Certains n'ont pas ouvert leur magasin, d'autres montent des barricades et des centaines d'autres encore manifestent: mardi, le Soudan se mobilise pour dénoncer la répression sanglante de la veille avec sept manifestants hostiles au pouvoir militaire tués par balles.

"Magasin fermé pour cause de deuil", proclament des affichettes collées sur les rideaux baissés des échoppes d'al-Sajane, énorme marché de gros pour les matériaux de construction de Khartoum totalement à l'arrêt mardi. L'un de ses commerçants, Othmane el-Chérif, a été tué par balles lundi, au cours d'une des journées les plus sanglantes depuis le coup d'Etat du général Abdel Fattah al-Burhane le 25 octobre.

Depuis cette date, 71 manifestants ont été emportés par une répression qui ne faiblit pas, en dépit des appels au calme venus de l'étranger. La police, elle, affirme que des manifestants ont poignardé à mort un de ses généraux.

Lundi, les forces de sécurité avaient pour la première fois sorti leurs armes lourdes et n'ont pas hésité à ouvrir le feu, selon les témoins sur place et l'ensemble des chancelleries occidentales, même si la police a réaffirmé mardi n'avoir jamais tiré.

Barricades

Le général Burhane, seul aux commandes du pays après avoir écarté tous les pro-civils du pouvoir depuis son coup de force, a promis mardi une commission d'enquête qui devra rendre ses conclusions "sous 72 heures", a-t-il annoncé.

Mais déjà, c'est sous sa direction qu'une réunion du Conseil de Défense a décidé lundi de créer une nouvelle "force spéciale anti-terroriste", faisant redouter une aggravation de la répression des opposants.

Pour dire "Non aux tueries de manifestants pacifiques", comme l'affirment leurs pancartes, ils étaient mardi des centaines à bloquer des routes avec des barricades de fortune à Khartoum et dans ses banlieues. Ils ont aussi manifesté à al-Damazine, dans le sud-est du pays, à el-Obeid, dans le sud, ou à Kassala, dans l'est, selon des témoins dans ces différentes provinces.

Dans le turbulent quartier de Bourri, dans l'est de la capitale, les forces de sécurité tentent de briser les barricades avec des tirs de grenades lacrymogènes, sans pour autant empêcher les jeunes manifestants de revenir sur leurs barrages de branchages et de pierres.

"On manifeste pacifiquement mais les militaires nous répondent avec des balles, donc il faut que tous les Soudanais et que tous les révolutionnaires montent des barricades", affirme à l'AFP l'un d'eux, Tareq Hassan. "Il faut entrer en désobéissance civile jusqu'à ce que les putschistes tombent".

"Justice", "massacre"

Tous n'ont qu'un mot d'ordre: "justice" pour les victimes de ce qu'ils appellent le "massacre du 17 janvier".

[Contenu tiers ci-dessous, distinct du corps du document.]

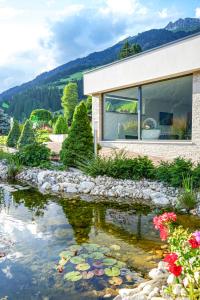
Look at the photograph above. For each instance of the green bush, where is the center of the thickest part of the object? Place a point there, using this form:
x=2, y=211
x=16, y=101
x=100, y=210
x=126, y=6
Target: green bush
x=60, y=126
x=188, y=198
x=79, y=143
x=173, y=173
x=41, y=116
x=120, y=167
x=33, y=155
x=42, y=136
x=13, y=135
x=27, y=136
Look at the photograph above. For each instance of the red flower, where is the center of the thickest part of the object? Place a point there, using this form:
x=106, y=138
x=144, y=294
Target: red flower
x=163, y=233
x=176, y=270
x=193, y=243
x=171, y=258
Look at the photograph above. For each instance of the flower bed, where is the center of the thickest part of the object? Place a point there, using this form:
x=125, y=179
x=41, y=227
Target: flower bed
x=183, y=261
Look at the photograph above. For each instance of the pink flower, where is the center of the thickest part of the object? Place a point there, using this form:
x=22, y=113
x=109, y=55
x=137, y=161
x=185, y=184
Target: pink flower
x=171, y=258
x=176, y=270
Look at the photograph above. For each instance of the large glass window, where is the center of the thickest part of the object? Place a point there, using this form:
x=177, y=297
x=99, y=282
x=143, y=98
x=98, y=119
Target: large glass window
x=167, y=109
x=165, y=114
x=121, y=114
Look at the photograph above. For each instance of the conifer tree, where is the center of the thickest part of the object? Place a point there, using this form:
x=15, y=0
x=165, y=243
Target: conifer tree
x=69, y=100
x=27, y=136
x=79, y=143
x=13, y=135
x=60, y=126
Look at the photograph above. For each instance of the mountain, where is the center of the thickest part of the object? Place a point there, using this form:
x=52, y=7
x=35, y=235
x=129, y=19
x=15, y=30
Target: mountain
x=46, y=89
x=187, y=25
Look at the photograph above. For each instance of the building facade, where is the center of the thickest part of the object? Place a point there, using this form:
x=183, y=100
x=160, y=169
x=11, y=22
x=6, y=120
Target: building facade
x=150, y=103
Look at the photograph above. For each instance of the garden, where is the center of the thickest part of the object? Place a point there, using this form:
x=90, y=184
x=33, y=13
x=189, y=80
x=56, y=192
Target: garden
x=80, y=181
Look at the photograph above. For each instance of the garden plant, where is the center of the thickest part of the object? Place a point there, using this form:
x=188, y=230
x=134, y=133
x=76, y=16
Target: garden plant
x=183, y=260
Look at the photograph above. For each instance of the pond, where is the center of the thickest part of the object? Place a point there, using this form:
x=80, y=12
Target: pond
x=35, y=229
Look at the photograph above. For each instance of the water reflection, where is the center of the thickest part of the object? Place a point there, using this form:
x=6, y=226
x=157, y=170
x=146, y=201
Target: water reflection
x=34, y=229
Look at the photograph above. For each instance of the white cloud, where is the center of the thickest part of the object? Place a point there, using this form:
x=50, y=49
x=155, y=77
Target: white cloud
x=164, y=13
x=9, y=12
x=197, y=12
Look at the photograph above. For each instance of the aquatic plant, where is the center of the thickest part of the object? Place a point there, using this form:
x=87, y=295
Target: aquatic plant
x=91, y=261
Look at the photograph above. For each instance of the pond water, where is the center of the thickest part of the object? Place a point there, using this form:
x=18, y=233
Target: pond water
x=35, y=229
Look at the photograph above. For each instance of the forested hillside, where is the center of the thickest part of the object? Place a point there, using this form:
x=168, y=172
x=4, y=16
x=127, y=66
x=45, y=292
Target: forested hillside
x=45, y=90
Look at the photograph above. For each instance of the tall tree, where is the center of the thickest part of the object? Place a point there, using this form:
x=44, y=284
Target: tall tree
x=4, y=122
x=27, y=136
x=69, y=100
x=13, y=135
x=129, y=49
x=79, y=143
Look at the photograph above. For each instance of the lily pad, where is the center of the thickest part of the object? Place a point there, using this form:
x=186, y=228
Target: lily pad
x=77, y=260
x=115, y=247
x=91, y=247
x=104, y=249
x=63, y=261
x=121, y=264
x=88, y=275
x=66, y=254
x=109, y=261
x=115, y=281
x=73, y=276
x=98, y=264
x=75, y=248
x=98, y=272
x=96, y=255
x=112, y=272
x=83, y=267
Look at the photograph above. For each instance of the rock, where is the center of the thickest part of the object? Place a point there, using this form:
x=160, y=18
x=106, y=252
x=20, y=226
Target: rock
x=86, y=186
x=156, y=273
x=45, y=187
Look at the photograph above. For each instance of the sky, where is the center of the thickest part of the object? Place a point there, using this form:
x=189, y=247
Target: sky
x=37, y=36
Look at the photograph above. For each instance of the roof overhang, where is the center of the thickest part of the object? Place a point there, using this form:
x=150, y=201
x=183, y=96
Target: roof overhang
x=171, y=60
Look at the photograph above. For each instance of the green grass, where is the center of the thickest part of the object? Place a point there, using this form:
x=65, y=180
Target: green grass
x=3, y=139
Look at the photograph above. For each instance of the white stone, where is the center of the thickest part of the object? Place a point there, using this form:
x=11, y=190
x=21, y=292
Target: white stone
x=171, y=279
x=156, y=273
x=177, y=289
x=147, y=289
x=86, y=186
x=45, y=187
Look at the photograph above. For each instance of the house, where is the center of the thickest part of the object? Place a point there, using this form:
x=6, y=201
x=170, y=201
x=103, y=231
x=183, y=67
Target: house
x=150, y=103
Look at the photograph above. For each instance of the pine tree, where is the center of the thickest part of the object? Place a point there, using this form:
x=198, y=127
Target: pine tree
x=79, y=143
x=13, y=135
x=4, y=123
x=27, y=136
x=60, y=126
x=128, y=50
x=69, y=100
x=89, y=105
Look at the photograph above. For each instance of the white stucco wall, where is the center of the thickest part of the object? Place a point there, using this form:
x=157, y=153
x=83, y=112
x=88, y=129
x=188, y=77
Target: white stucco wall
x=182, y=57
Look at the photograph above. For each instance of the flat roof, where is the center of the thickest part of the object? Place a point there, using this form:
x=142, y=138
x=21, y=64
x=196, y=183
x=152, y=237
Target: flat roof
x=143, y=52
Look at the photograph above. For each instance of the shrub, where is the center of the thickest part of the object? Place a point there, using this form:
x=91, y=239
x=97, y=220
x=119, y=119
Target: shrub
x=33, y=155
x=42, y=136
x=79, y=143
x=41, y=116
x=120, y=167
x=69, y=100
x=188, y=198
x=183, y=259
x=173, y=172
x=60, y=126
x=13, y=135
x=27, y=135
x=3, y=140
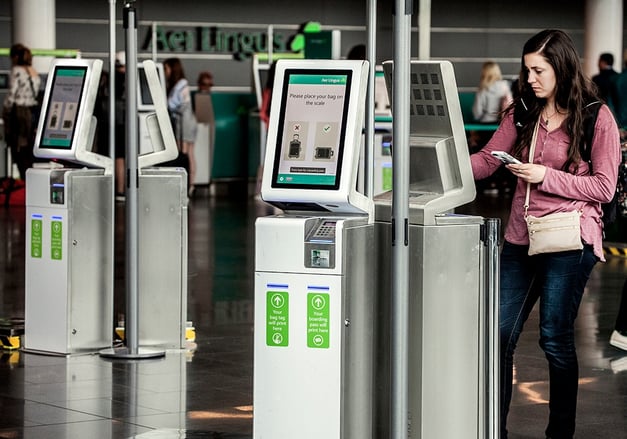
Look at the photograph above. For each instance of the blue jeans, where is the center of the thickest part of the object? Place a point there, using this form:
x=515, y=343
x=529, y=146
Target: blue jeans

Les sept morts de lundi ont également poussé l'Université de Khartoum, la plus grande du pays, et l'Université soudanaise des Sciences et technologies à annoncer l'interruption de tous les cours, examens et activités pendant deux jours pour observer le deuil et la désobéissance civile "au putsch des traîtres".

Le 21 novembre, le Premier ministre civil, Abdallah Hamdok, avait accepté de coopérer avec les généraux, pour "faire cesser l'effusion de sang". Il a finalement jeté l'éponge début janvier, alors que des manifestants continuaient d'être tués dans les rues.

Réactions internationales

Aujourd'hui, dans un pays sans Parlement ni gouvernement ni aucune institution élue, c'est la communauté internationale qui tente de remettre la transition vers la démocratie sur les rails.

Le groupe des "Amis du Soudan" - les Américains, les Européens, les institutions financières mondiales et les Emirats arabes unis et l'Arabie saoudite - discute mardi de la récente initiative de dialogue de l'ONU.

Son émissaire à Khartoum, Volker Perthes, s'est déjà dit "très inquiet des violences" de lundi. "Le soutien au processus politique doit aller de pair avec un soutien actif à la fin des violences", a-t-il plaidé sur Twitter.

Le chef de la diplomatie européenne, Josep Borrell, a lui estimé qu"'en recourant à une force disproportionnée et en continuant à emprisonner militants et journalistes, le pouvoir militaire montre qu'il n'est pas prêt à trouver une solution négociée et pacifique".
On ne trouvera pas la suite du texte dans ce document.